The Unexpected. Within four days of the incredible disappointment of the Painter saga, Missouri had their head coach. And it was somebody nobody in a million years would have seen coming: Miami coach Frank Haith. Not Shaka Smart ... not Ben Jacobson ... hell, not even Steve Alford. Missouri hired a coach whose perceived (by Alden) potential outweighed his shaky record. Haith would spend the next few months building a strong and exciting staff, getting involved with quite a few intriguing recruits, doing wonderful work with Joplin recovery, and winning the hearts and minds of Missouri fans across the state. And then, in one afternoon...
The Scandal. We're never really going to know what role Nevin Shapiro played in recruiting DeQuan Jones -- cash payments are cash payments for a reason -- but the moment Yahoo! Sports' Charles Robinson published his epic report on Shapiro and the Miami Athletic Program, the damage was done. Haith denied any wrongdoing, as did his former assistant coaches and Jones' family, so the odds are good that the NCAA will not be able to punish Haith to any significant degree. It put a stench on the program that caused, or at least helped to cause, a few star recruits to look elsewhere. Mizzou was supposedly in the lead for five-star guard Rodney Purvis, but he committed to N.C. State. His friend 2013 recruit Tyrek Coger, then de-committed. Texas duo Danuel House and Chicken Knowles committed to Houston. Mizzou has secured commitments from a series of intriguing players -- Chicago guard Shawn Smith, West Virginia forward Negus Webster-Chan, JUCO power forwards Tony Criswell and (maybe) Quantel Denson, center Aaron Scales (another Purvis friend) -- with more potentially on the near horizon; but with such a pivotal class originally looking like it might end up of a Top 10 caliber, obvious damage was done, whether Haith was guilty or innocent.
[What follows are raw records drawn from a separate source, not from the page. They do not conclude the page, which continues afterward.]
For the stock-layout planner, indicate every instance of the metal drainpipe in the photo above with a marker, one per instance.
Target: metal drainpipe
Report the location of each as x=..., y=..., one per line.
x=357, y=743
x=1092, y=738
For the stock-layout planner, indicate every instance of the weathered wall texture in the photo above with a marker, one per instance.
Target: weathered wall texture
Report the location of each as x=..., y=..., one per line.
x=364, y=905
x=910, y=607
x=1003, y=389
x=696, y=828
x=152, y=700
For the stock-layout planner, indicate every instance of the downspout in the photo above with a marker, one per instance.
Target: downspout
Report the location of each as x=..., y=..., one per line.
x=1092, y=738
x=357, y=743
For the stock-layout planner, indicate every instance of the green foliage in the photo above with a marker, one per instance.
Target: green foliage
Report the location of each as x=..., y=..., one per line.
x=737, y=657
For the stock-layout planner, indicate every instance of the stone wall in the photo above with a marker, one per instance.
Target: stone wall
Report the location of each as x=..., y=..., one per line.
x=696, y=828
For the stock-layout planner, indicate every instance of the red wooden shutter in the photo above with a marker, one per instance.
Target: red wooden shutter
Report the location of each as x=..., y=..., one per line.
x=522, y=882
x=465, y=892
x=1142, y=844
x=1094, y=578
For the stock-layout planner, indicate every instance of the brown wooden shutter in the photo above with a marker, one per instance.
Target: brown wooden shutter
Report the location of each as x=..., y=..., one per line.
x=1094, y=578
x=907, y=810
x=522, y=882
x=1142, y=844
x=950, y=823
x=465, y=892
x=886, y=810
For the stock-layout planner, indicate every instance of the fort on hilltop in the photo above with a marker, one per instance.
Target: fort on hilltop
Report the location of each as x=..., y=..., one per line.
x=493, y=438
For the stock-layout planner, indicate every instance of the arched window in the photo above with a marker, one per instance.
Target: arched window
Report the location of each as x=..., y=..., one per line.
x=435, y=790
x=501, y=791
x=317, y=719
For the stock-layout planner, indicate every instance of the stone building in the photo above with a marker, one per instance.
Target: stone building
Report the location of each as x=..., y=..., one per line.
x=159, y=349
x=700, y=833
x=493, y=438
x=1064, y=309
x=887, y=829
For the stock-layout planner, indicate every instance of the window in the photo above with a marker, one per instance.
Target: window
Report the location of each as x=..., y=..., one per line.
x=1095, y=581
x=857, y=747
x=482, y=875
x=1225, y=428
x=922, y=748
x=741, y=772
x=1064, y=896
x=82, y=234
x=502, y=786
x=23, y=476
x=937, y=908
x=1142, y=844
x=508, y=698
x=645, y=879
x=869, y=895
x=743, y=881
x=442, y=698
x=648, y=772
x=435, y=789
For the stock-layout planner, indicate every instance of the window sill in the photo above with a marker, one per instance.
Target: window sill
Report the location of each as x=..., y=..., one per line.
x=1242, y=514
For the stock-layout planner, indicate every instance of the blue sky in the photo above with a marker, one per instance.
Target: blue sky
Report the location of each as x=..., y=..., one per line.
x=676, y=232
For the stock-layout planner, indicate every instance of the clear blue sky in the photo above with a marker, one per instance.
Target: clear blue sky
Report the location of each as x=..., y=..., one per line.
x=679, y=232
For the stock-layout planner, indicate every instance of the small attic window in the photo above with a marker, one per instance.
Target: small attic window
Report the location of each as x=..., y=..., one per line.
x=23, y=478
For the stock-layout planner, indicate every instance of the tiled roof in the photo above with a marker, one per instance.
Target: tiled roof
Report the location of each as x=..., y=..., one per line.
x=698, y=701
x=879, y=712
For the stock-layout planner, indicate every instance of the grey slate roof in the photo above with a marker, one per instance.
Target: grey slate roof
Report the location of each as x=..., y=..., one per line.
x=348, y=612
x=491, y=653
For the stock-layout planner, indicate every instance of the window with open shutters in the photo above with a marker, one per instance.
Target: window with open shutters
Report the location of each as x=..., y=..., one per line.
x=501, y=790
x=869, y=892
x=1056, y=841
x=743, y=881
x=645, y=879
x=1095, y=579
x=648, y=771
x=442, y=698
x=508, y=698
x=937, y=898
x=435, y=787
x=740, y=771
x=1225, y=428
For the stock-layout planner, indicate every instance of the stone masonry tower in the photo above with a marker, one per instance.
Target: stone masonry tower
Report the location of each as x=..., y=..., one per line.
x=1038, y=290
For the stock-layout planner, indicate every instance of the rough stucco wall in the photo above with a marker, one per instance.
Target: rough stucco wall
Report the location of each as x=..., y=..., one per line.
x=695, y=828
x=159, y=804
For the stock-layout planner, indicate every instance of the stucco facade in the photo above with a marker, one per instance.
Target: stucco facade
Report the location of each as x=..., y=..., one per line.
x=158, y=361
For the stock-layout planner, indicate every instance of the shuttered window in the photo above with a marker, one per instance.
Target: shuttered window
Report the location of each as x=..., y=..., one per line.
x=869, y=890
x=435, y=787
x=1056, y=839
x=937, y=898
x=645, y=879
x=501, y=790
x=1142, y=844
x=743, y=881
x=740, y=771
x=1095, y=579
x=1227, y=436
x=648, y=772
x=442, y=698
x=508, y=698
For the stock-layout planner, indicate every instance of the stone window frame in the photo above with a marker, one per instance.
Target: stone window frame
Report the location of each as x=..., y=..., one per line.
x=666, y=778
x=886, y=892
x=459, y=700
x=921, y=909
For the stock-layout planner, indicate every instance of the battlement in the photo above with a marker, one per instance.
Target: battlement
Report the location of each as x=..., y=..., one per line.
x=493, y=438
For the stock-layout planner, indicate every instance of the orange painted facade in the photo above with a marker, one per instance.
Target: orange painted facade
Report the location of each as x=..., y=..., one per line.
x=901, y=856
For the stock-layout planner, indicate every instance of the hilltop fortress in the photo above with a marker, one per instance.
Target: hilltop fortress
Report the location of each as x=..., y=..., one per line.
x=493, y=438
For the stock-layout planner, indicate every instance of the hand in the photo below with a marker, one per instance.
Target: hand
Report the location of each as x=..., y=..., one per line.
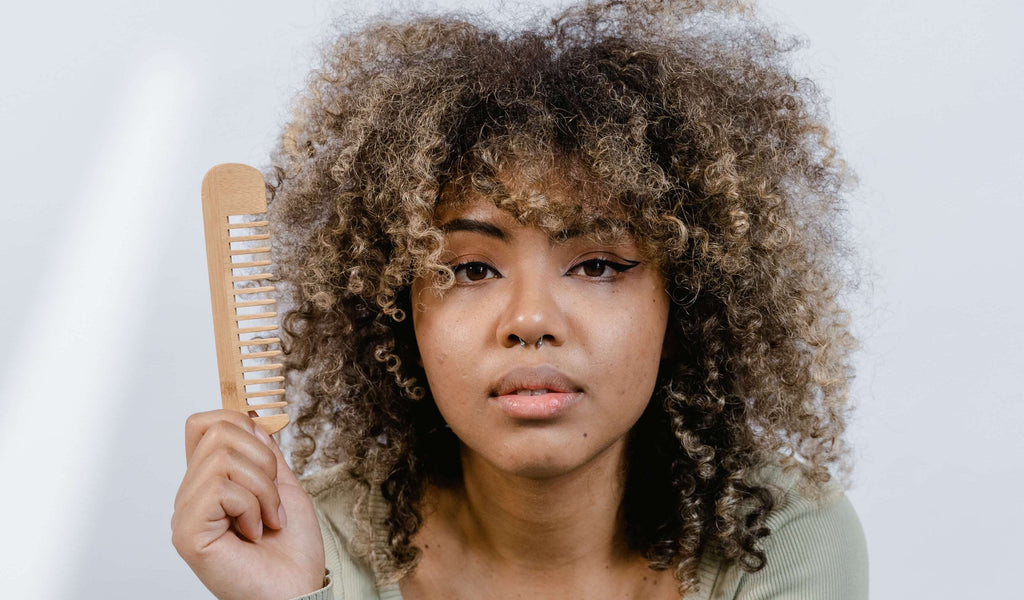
x=226, y=523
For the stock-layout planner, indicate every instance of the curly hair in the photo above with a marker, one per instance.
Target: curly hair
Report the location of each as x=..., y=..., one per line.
x=678, y=122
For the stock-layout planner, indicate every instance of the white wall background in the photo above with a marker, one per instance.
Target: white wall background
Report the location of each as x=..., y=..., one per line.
x=112, y=111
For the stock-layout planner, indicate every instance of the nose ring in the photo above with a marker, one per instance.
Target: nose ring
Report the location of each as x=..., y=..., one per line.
x=522, y=342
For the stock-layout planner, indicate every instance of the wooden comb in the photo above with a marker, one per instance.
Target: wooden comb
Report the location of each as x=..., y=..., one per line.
x=238, y=251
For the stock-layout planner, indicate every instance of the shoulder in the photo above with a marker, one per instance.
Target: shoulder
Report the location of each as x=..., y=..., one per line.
x=347, y=540
x=816, y=548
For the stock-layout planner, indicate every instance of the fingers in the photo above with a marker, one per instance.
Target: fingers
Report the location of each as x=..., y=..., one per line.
x=232, y=467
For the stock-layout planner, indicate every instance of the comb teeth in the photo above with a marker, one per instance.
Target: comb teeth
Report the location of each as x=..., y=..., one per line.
x=239, y=259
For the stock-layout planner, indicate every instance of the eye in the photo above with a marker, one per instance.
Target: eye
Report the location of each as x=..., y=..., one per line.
x=598, y=267
x=472, y=271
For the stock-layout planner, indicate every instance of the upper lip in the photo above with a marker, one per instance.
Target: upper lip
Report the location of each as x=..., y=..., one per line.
x=540, y=377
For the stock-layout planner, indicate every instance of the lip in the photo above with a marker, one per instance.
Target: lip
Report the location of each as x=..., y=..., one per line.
x=562, y=392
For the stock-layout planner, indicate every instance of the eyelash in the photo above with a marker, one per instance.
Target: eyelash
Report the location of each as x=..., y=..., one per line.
x=603, y=262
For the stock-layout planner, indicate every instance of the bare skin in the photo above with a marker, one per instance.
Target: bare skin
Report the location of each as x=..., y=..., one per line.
x=226, y=523
x=538, y=515
x=504, y=538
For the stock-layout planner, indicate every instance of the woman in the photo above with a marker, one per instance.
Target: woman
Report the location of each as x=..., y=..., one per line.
x=564, y=324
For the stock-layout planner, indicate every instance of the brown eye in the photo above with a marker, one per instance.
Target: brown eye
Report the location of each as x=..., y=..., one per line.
x=594, y=268
x=471, y=271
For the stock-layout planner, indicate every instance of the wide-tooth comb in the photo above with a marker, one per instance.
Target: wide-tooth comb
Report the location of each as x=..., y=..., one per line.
x=232, y=196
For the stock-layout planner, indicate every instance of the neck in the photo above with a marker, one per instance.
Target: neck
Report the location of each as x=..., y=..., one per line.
x=544, y=524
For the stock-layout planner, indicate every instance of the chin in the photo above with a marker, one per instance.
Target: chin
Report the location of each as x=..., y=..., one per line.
x=538, y=461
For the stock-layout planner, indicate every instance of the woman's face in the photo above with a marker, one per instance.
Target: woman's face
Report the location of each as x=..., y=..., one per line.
x=599, y=314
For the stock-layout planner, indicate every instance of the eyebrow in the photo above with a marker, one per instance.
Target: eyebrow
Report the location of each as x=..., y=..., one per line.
x=475, y=226
x=492, y=230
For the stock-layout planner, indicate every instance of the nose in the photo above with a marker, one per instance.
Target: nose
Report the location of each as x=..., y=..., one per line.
x=532, y=314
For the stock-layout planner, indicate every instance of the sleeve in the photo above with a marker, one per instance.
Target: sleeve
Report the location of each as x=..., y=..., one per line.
x=325, y=593
x=812, y=552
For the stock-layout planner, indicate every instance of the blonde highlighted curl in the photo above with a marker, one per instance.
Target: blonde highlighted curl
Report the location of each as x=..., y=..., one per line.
x=677, y=122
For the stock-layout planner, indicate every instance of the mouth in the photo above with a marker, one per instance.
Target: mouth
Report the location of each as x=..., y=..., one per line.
x=536, y=392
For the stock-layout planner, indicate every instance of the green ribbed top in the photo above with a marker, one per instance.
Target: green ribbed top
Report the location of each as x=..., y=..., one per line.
x=816, y=550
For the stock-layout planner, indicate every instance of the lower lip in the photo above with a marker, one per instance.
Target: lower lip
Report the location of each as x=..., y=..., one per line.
x=546, y=405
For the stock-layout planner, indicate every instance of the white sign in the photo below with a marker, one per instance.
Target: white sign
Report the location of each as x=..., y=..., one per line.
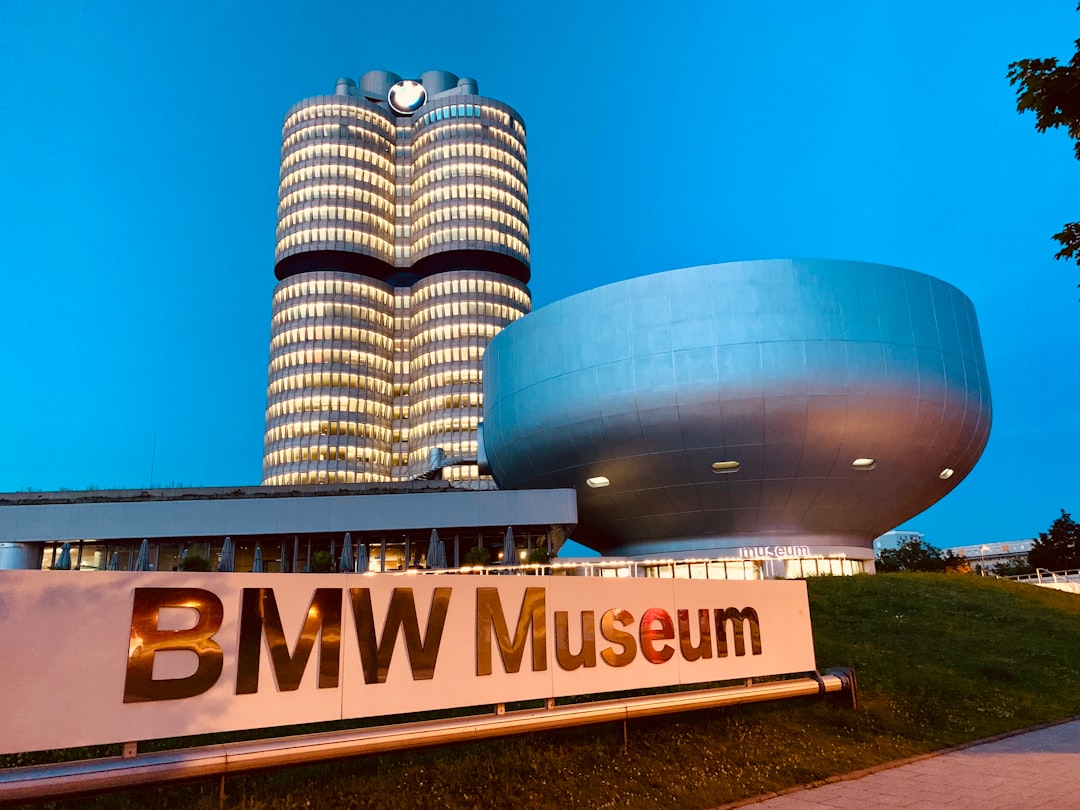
x=113, y=657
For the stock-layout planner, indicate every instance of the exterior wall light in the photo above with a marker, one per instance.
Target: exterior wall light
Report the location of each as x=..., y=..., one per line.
x=719, y=467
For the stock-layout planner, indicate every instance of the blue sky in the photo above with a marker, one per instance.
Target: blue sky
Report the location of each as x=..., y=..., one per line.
x=140, y=146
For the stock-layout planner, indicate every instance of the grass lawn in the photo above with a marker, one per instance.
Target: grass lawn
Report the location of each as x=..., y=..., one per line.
x=941, y=659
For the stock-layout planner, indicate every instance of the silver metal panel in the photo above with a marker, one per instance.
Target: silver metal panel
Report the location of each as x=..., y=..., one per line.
x=792, y=367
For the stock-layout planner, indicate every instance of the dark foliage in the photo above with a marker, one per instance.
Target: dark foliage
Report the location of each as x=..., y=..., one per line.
x=1058, y=549
x=916, y=555
x=1052, y=92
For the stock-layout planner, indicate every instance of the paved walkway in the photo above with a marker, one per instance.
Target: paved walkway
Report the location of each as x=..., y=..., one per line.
x=1035, y=769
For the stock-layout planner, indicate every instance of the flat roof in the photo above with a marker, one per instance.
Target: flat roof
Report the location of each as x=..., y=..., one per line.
x=261, y=511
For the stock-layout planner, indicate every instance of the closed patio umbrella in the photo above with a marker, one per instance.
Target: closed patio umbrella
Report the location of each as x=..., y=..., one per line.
x=509, y=552
x=436, y=552
x=227, y=562
x=347, y=564
x=143, y=561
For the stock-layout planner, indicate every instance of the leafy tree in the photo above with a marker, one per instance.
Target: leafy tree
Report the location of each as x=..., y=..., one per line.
x=1052, y=92
x=1060, y=548
x=917, y=555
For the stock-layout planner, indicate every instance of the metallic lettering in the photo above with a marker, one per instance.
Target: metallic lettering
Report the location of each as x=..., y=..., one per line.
x=375, y=655
x=584, y=657
x=530, y=624
x=618, y=636
x=704, y=647
x=258, y=616
x=739, y=620
x=649, y=633
x=147, y=640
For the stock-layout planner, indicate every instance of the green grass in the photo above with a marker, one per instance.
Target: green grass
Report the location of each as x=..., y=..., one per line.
x=940, y=660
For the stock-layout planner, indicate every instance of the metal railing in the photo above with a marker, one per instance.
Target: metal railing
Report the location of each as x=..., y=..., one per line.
x=111, y=773
x=1069, y=575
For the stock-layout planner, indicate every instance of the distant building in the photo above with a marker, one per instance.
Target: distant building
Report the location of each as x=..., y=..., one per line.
x=893, y=540
x=988, y=555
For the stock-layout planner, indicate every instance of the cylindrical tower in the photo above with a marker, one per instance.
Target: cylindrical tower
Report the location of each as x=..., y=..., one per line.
x=454, y=318
x=470, y=187
x=403, y=248
x=329, y=399
x=336, y=203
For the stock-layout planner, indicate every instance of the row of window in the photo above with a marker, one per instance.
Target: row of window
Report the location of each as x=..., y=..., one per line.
x=484, y=332
x=350, y=358
x=298, y=429
x=305, y=286
x=328, y=379
x=442, y=426
x=418, y=457
x=351, y=193
x=337, y=214
x=348, y=235
x=493, y=286
x=443, y=403
x=333, y=149
x=463, y=110
x=337, y=310
x=500, y=312
x=327, y=403
x=469, y=191
x=451, y=354
x=313, y=111
x=320, y=131
x=328, y=453
x=335, y=172
x=473, y=233
x=470, y=169
x=449, y=213
x=331, y=332
x=454, y=376
x=454, y=151
x=461, y=130
x=322, y=476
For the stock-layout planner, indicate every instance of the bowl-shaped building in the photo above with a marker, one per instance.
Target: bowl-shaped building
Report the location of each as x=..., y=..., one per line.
x=752, y=405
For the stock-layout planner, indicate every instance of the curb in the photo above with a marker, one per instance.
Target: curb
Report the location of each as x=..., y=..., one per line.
x=851, y=775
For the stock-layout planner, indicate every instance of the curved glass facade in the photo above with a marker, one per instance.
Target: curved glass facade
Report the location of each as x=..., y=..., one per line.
x=403, y=248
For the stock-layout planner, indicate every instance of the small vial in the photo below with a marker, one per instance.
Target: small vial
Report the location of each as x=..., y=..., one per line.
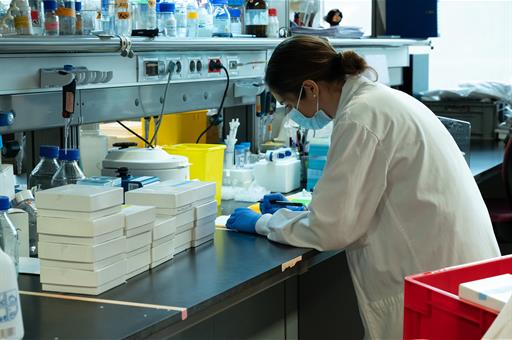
x=51, y=19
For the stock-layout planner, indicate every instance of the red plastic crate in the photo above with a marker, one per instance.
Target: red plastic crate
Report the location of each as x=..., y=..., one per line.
x=433, y=310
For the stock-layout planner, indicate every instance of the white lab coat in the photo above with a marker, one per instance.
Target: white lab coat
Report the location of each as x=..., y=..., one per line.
x=397, y=194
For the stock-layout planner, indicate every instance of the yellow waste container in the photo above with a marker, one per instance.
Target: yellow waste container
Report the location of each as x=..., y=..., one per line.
x=207, y=162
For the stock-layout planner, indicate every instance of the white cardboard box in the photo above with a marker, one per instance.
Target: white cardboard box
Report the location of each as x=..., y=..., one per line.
x=86, y=241
x=138, y=241
x=79, y=214
x=493, y=292
x=79, y=227
x=171, y=194
x=79, y=253
x=85, y=290
x=92, y=266
x=83, y=278
x=206, y=210
x=138, y=215
x=83, y=198
x=203, y=228
x=139, y=230
x=164, y=226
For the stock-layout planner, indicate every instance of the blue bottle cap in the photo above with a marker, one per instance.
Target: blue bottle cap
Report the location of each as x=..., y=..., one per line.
x=234, y=12
x=69, y=154
x=167, y=7
x=50, y=5
x=5, y=203
x=49, y=151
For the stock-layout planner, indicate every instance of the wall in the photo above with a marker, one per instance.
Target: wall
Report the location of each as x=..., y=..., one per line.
x=475, y=43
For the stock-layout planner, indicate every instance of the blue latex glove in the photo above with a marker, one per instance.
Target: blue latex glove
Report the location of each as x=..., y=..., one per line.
x=243, y=219
x=266, y=207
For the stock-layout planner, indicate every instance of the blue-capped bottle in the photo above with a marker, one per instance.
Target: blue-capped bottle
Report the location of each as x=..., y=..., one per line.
x=69, y=172
x=9, y=241
x=41, y=177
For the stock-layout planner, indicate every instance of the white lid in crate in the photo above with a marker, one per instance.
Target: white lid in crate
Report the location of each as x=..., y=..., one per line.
x=138, y=215
x=171, y=194
x=79, y=227
x=78, y=253
x=145, y=159
x=83, y=278
x=84, y=198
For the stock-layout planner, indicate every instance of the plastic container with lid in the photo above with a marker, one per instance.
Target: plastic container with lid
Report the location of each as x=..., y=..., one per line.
x=41, y=176
x=51, y=19
x=273, y=24
x=221, y=17
x=69, y=172
x=167, y=22
x=9, y=241
x=236, y=23
x=146, y=162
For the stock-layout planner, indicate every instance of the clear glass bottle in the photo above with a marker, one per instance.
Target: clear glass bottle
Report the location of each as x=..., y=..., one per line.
x=51, y=20
x=41, y=176
x=221, y=17
x=25, y=201
x=236, y=23
x=22, y=17
x=181, y=18
x=69, y=172
x=256, y=18
x=273, y=24
x=12, y=324
x=67, y=17
x=167, y=19
x=9, y=241
x=37, y=16
x=123, y=22
x=78, y=14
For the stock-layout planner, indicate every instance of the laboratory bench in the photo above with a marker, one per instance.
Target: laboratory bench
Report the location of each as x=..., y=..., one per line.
x=239, y=286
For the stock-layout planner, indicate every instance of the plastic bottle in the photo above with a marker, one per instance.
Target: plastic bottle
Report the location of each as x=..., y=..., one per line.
x=181, y=18
x=51, y=20
x=25, y=201
x=41, y=176
x=256, y=18
x=123, y=22
x=221, y=17
x=37, y=16
x=236, y=23
x=67, y=17
x=22, y=17
x=78, y=13
x=273, y=24
x=11, y=323
x=9, y=241
x=167, y=19
x=69, y=172
x=192, y=19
The Injury. This year's senior class of Denmon, English, Bowers, Steve Moore, Matt Pressey and Ricardo Ratliffe has been through a lot in their time in Columbia, but they will be without one member for the 2011-12 season. Amid MIZZOUEXPANSIONAPALOOZA™ 2011 hubbub came news that Bowers had torn his ACL and would be out all season. As with Elvis Fisher's injury on the football team, pain in the present tense means better things in the future tense, and Bowers' presence on the 2012-13 team of newcomers will be welcome. But it meant that an already small team (Louisville forward George Goode had signed to play at Missouri, then changed to Fairleigh Dickinson for fear of playing time ... whoops) became infinitely smaller.
The Fresh Start. So Mizzou has lost Mike Anderson, Laurence Bowers (for a year) and any semblance of momentum. A glass-half-empty person would find plenty of reason for extreme pessimism. But "fresh start" is the theme for the Big 12 as a whole this year. With every team in the conference facing turnover, transition and clearly-defined weaknesses, whoever figures out what they have first, even if it is a four-guard lineup, will get a leg up in a wide open race. For all Missouri doesn't have, here's what they do: Marcus Denmon. Kim English. Ricardo Ratliffe. Mike Dixon, Jr. Flip Pressey. Steeeeeeeeeeeeeve. An intriguing X's and O's coach in Ernie Nestor. A new outlook on life. A new style of play. Things happen for a reason, and if this team is resilient and tough, that "reason" will be rather clear and positive. This season is an incredible blank slate, but with so many familiar characters, with a clutch leader in Denmon, with the most self-aware star in Mizzou history in English, with the quickest duo in the Big 12 in Pressey and Dixon, with Steve Moore finally getting the extended opportunity a large pocket of Missouri fans have desired for quite a while, Mizzou fans might still enjoy the result. Buckle up, check all of your expectations, both positive and negative, at the door, and come along for the ride.